Forget Forecasts and PredictionsA couple goes to a fair, where there’s a large, impressive-looking machine. The husband puts in a coin and receives a card telling him his age and what kind of person he is. He reads it and gets excited. It says: “You’re brilliant and charming. Women fall all over you.” His wife grabs the card from him and turns it over. “Aha!” she crows, “they got your age wrong, too.”

It’s as predictable as champagne and the ball drop in Times Square on New Year’s Eve. This time of year futurists, forecasters, and analysts line up with the seers, fortune tellers, and clairvoyants to prophesize what the coming year has in store for us. Instead of tea leaves, animal entrails, and crystal balls, the “experts” will be using data, charts, and complex theories. And they’ll be wrong.
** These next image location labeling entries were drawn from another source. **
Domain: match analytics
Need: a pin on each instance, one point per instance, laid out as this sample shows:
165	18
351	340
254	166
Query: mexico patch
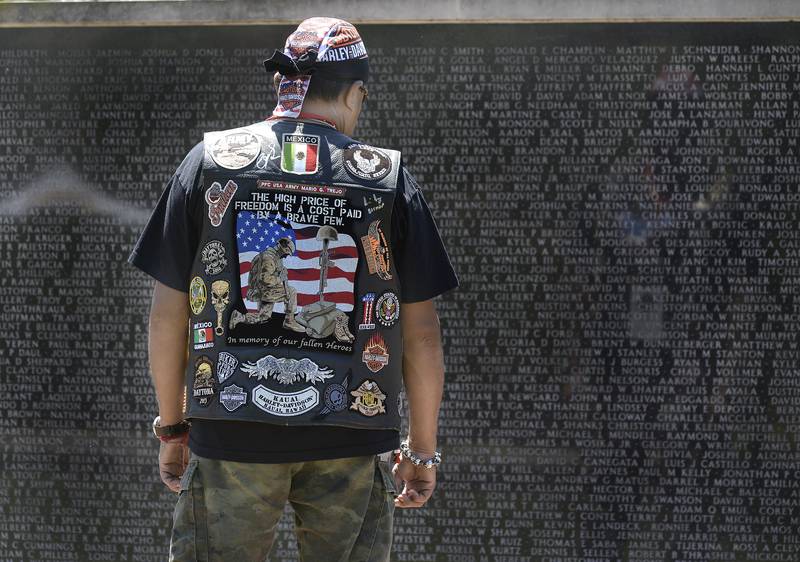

I keep an extensive database of failed predictions. I have collected hundreds of examples and dozens of studies showing the woeful record of forecasting. I’ll share some of my all-time favorites in my next blog post.

When I hear an economist or any other forecaster making predictions, a voice in my head says, “Yeah, right! You have no idea what’s going to happen.” These ponderous forecasters remind me of a banner my cousin had hanging on the wall in his bedroom when we were kids: “If you’re so smart, why aren’t you rich?”

Why are these self-proclaimed “experts” working for someone else or just appearing as talking heads on news networks? If they’re so prescient, why aren’t they multi-billionaires running the most successful businesses or investment funds on earth? Or if they’re altruistic, why aren’t they directing humanitarian organizations in preparation for impending famines, wars, and natural disasters?

The great British Prime Minister Winston Churchill, who led England during the Second World War, wryly reflected on his frustration in getting “expert” advice: “It’s the ability to foretell what will happen tomorrow, next month and next year — and to explain afterwards why it did not happen.” British actor and writer Peter Ustinov echoes, “If the world should blow itself up, the last audible voice would be that of an expert saying it can’t be done.”

Rather than trying to guess the future, we need to build highly agile and flexible organizations to rapidly respond to and lead at the speed of change.